Wow, lovely scarf Anna!  I've never thought of using a loom before; however, I want to learn how to tat.  My husband's grandmother tried to teach me, but she's now passed away.  I bought a shuttle and a few how-to books, but that was quite a while ago.  I'm not sure what I'd use the lace for; however, I want to try something different.


----------



## Annalog (Dec 28, 2008)

mscott9985 said:


> Wow, lovely scarf Anna! I've never thought of using a loom before; however, I want to learn how to tat. My husband's grandmother tried to teach me, but she's now passed away. I bought a shuttle and a few how-to books, but that was quite a while ago. I'm not sure what I'd use the lace for; however, I want to try something different.


Thanks! I have been having lots of fun using the hand-held looms for weaving.

I so wanted to learn how to tat when I was young. However I could not figure it out from an old book my mom had. Tatting is still one of those skills I want to learn eventually. (There is a reason why DH says that my hobby is collecting hobbies.  )

I wonder if it is possible to tat to make necklaces and bracelets?


----------



## MeiLinMiranda (Feb 17, 2011)

I've seen tatting used to make bracelets and necklaces, just as Irish crochet is.


----------



## CegAbq (Mar 17, 2009)

My mom taught me to tat.
My DH & I used to make baby bonnets as gifts. He'd sew the bonnet & I'd tat a row of lace that I sewed on to the brim of the bonnets. 
Made them for all the nieces & nephews & then for our own 3 kids. (Hm, wonder if I can find one to take a pic of to post?)


----------



## MeiLinMiranda (Feb 17, 2011)

I just started teaching No2 Daughter how to crochet amigurumi.


----------



## Annalog (Dec 28, 2008)

MeiLinMiranda said:


> I just started teaching No2 Daughter how to crochet amigurumi.


I just checked a book out of the library with amigurumi crochet patterns. Way too cute and adorable!


----------



## StaceyHH (Sep 13, 2010)

I got the Creepy Cute Crochet book, just for the tiny cthulhu. Heh.

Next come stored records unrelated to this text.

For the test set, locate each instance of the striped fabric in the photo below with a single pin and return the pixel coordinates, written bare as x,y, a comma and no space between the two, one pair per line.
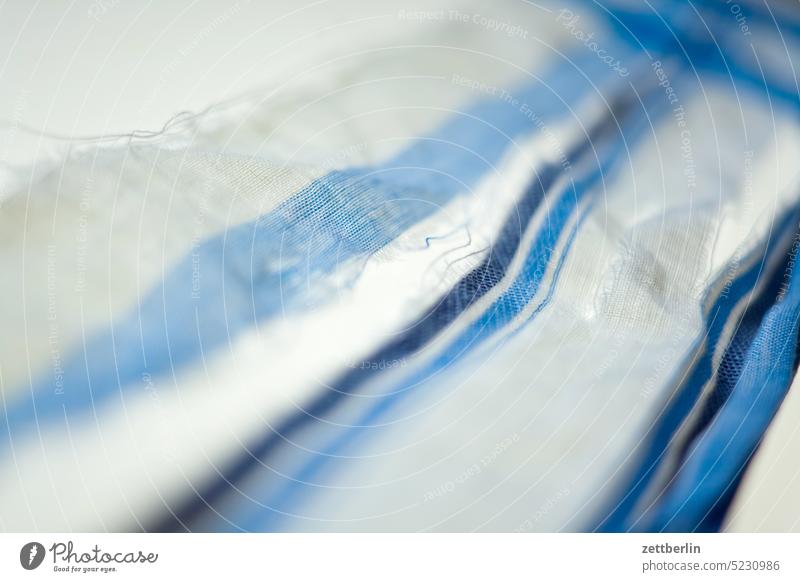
508,266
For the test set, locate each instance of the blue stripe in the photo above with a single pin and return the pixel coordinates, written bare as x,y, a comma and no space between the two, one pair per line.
263,516
621,516
673,28
346,214
705,483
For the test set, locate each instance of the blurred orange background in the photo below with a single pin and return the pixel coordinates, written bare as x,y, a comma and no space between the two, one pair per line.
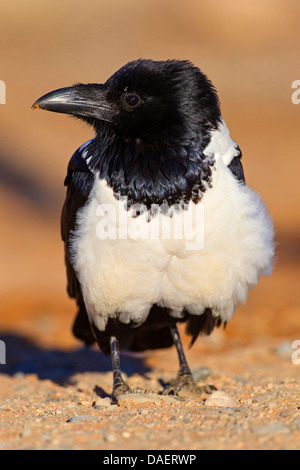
250,52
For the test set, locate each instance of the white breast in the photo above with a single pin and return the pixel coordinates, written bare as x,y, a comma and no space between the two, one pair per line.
126,265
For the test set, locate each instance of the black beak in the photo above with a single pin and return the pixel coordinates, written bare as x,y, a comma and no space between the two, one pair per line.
79,100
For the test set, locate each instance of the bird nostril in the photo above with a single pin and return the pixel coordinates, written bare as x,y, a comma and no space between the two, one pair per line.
132,100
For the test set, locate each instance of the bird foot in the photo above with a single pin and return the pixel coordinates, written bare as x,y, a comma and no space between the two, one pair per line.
185,387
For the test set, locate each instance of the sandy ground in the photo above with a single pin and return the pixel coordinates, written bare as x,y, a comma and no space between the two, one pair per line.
50,384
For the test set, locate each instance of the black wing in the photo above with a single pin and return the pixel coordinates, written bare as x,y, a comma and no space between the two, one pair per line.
236,167
79,182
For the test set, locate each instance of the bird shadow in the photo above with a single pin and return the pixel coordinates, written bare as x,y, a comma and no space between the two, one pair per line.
23,356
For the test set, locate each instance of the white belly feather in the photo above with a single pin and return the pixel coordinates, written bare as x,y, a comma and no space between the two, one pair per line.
125,277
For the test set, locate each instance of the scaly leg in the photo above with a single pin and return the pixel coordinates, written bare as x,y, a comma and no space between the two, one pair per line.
185,385
120,387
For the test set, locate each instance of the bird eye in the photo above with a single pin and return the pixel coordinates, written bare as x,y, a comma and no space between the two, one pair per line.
132,100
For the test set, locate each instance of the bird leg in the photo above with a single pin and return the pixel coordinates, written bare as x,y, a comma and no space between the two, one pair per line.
184,385
120,387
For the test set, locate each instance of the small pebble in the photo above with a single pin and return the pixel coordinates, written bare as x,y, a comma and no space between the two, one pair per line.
219,398
201,373
77,419
140,399
102,403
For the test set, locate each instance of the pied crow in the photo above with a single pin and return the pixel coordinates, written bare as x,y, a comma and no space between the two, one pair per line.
158,223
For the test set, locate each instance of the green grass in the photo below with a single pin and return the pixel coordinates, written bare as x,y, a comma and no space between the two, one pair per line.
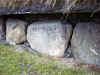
31,63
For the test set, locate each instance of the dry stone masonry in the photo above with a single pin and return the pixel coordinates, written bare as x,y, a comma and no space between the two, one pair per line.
55,38
85,42
49,37
15,31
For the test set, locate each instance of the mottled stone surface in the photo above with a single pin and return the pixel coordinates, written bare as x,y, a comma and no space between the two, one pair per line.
47,6
85,42
49,37
15,31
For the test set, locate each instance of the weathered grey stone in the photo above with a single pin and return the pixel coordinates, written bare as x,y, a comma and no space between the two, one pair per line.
15,31
47,6
49,37
85,42
2,32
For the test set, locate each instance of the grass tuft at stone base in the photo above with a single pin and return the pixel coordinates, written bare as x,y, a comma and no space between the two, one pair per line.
31,63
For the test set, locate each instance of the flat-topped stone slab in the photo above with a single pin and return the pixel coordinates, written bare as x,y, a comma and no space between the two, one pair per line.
47,6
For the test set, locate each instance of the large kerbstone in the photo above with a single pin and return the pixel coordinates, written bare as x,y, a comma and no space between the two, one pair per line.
15,31
2,31
49,37
85,42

First I have to learn how to crochet.


----------



## Kia Zi Shiru (Feb 7, 2011)

I always look up my amigurumi patterns online, there are a lot of really cutes ones on webslogs and stuff 
I wish I could just find the time for it again... and the motivation for some of the really cute creatures...

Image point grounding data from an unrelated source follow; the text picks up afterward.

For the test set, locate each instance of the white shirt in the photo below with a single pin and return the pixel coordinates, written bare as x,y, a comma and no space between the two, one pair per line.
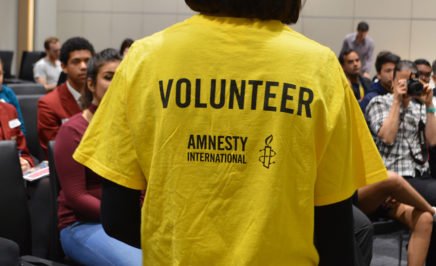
44,68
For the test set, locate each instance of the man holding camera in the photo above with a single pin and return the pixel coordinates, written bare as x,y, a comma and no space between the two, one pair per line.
403,123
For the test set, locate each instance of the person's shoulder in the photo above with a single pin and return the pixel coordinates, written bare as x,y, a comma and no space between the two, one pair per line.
52,95
7,107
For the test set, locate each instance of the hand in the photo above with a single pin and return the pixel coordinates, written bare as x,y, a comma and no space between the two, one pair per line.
25,165
427,96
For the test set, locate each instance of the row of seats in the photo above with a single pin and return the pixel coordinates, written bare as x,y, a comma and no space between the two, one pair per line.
28,59
32,224
28,95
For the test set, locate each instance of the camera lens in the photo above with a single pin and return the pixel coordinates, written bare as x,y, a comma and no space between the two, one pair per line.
414,87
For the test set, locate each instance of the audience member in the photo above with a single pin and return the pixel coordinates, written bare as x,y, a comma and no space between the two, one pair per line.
397,199
10,130
125,45
351,65
403,123
82,236
280,177
8,95
433,76
363,233
56,107
385,67
46,71
424,70
363,44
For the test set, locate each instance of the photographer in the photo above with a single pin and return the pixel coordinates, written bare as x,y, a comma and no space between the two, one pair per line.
403,123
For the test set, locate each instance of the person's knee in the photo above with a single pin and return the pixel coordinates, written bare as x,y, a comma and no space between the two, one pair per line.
425,222
395,181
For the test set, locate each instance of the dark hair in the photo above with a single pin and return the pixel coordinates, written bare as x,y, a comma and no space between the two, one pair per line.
287,11
50,40
433,67
125,44
422,61
405,65
94,65
385,57
344,53
74,44
362,26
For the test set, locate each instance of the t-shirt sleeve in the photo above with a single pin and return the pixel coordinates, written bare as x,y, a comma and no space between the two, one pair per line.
107,147
351,159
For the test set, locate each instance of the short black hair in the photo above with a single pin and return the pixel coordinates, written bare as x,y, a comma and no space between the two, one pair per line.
344,53
362,26
422,61
385,57
433,67
287,11
94,66
74,44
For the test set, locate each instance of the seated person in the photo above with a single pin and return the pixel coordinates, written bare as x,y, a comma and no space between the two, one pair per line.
82,236
351,65
385,66
10,130
46,71
63,102
397,199
8,95
403,124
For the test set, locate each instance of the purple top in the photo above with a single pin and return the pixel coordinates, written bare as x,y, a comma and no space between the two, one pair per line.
80,194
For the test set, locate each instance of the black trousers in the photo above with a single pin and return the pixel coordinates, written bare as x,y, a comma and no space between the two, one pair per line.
9,252
363,234
426,186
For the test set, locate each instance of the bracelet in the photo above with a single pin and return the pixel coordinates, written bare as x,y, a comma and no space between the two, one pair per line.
431,110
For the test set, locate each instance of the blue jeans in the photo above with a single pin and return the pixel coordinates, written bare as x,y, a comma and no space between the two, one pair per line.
88,244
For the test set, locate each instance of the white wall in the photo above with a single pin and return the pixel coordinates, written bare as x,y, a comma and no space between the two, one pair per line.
45,22
9,27
405,27
107,22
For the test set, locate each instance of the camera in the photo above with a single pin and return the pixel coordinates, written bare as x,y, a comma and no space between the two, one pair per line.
414,87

Although I might try beaded crochet soon... I know a few people who can and they might help me out, it looks really interesting to do 

I just found out that apparently I did bookmark the page with scallop border, really good explanation:
http://www.hookedonneedles.com/2009/01/learn-to-crochet-scallop-border-video.html

Also, some of my fav amigurumi patterns:
bear face lollipops (didn't make these yet, they look cute though) http://berrysprite.blogspot.com/2009/05/bear-lollipop-pattern.html
pop heart (made these a few times): http://mygurumi.blogspot.com/2009/02/pop-heart-pattern.html


----------



## mscottwriter (Nov 5, 2010)

Cegabq - you should definitely post pics!  I'd love to see those lace-trimmed bonnets.  And what a great idea about making lace into necklaces/bracelets.  Thanks everyone!  I'm nearly done with my current wip, so maybe it's time to get that shuttle out of retirement.

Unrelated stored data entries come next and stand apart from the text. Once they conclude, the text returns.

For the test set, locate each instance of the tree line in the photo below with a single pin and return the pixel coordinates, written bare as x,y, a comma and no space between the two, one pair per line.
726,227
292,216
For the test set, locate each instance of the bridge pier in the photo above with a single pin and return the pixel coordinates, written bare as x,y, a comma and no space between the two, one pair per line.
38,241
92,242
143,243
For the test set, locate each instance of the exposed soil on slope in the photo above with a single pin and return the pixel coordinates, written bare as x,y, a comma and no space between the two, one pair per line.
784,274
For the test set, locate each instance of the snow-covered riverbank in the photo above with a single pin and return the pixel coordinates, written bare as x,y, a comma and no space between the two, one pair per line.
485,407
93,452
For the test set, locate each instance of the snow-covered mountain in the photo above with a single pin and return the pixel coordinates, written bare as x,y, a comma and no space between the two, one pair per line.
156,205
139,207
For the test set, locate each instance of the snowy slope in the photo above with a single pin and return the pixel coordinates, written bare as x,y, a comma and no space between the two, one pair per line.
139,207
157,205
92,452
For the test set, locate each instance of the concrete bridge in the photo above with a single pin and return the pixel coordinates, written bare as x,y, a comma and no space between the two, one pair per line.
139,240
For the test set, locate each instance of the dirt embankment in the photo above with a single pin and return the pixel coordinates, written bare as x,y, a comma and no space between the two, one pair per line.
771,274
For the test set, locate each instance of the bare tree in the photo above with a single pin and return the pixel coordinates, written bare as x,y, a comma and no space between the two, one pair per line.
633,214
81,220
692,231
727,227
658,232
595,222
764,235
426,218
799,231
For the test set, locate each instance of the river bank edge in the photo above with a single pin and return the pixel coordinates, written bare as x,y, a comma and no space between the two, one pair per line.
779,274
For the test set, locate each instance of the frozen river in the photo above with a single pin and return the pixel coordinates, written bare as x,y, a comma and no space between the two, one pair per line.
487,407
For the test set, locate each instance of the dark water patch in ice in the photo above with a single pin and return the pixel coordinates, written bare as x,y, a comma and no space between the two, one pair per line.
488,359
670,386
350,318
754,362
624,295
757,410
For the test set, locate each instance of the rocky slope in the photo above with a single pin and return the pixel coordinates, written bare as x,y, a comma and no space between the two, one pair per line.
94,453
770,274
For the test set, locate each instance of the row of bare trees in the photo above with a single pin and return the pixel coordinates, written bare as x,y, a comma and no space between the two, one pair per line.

kiazishiru - I have never heard of 'amigurumi', but that link to the teddy bear lollipops was adorable!  I want to make some for my nieces.


----------



## Kia Zi Shiru (Feb 7, 2011)

okay girls, I need some help, I found some really amazin purple and white yarn which is simple acrylic yarn with a thread of shimmer through it, the white one looks like a ball of icequeen (if you get the idea). I am working on a shawl with it, but I'm not sure I like it (just an easy shawl, a small border nearing the sides). Do you have any ideas? I was thinking maybe fingerless gloves, but I think it's too pretty for that...

@mscott, I think amigurumi's why crocheting originally started to come back in fashion a few years ago, they are simple, small and cute  although you can make them as difficult as you like


----------



## mscottwriter (Nov 5, 2010)

kiazishiru said:


> okay girls, I need some help, I found some really amazin purple and white yarn which is simple acrylic yarn with a thread of shimmer through it, the white one looks like a ball of icequeen (if you get the idea). I am working on a shawl with it, but I'm not sure I like it (just an easy shawl, a small border nearing the sides). Do you have any ideas? I was thinking maybe fingerless gloves, but I think it's too pretty for that...
> 
> @mscott, I think amigurumi's why crocheting originally started to come back in fashion a few years ago, they are simple, small and cute  although you can make them as difficult as you like


I am a scarf-a-holic. If I can turn something into a scarf, I'll do it  I love lacy patterns the best.


----------



## JennaAnderson (Dec 25, 2009)

kiazishiru said:


> okay girls, I need some help, I found some really amazin purple and white yarn which is simple acrylic yarn with a thread of shimmer through it, the white one looks like a ball of icequeen (if you get the idea). I am working on a shawl with it, but I'm not sure I like it (just an easy shawl, a small border nearing the sides). Do you have any ideas? I was thinking maybe fingerless gloves, but I think it's too pretty for that...


A scarf is a good idea or maybe slippers. One of my older sisters makes a simple knit slipper. She works away at them while watching TV and once a year we all get to grab ones we like. So much fun - and perfect too since they wear out after a while.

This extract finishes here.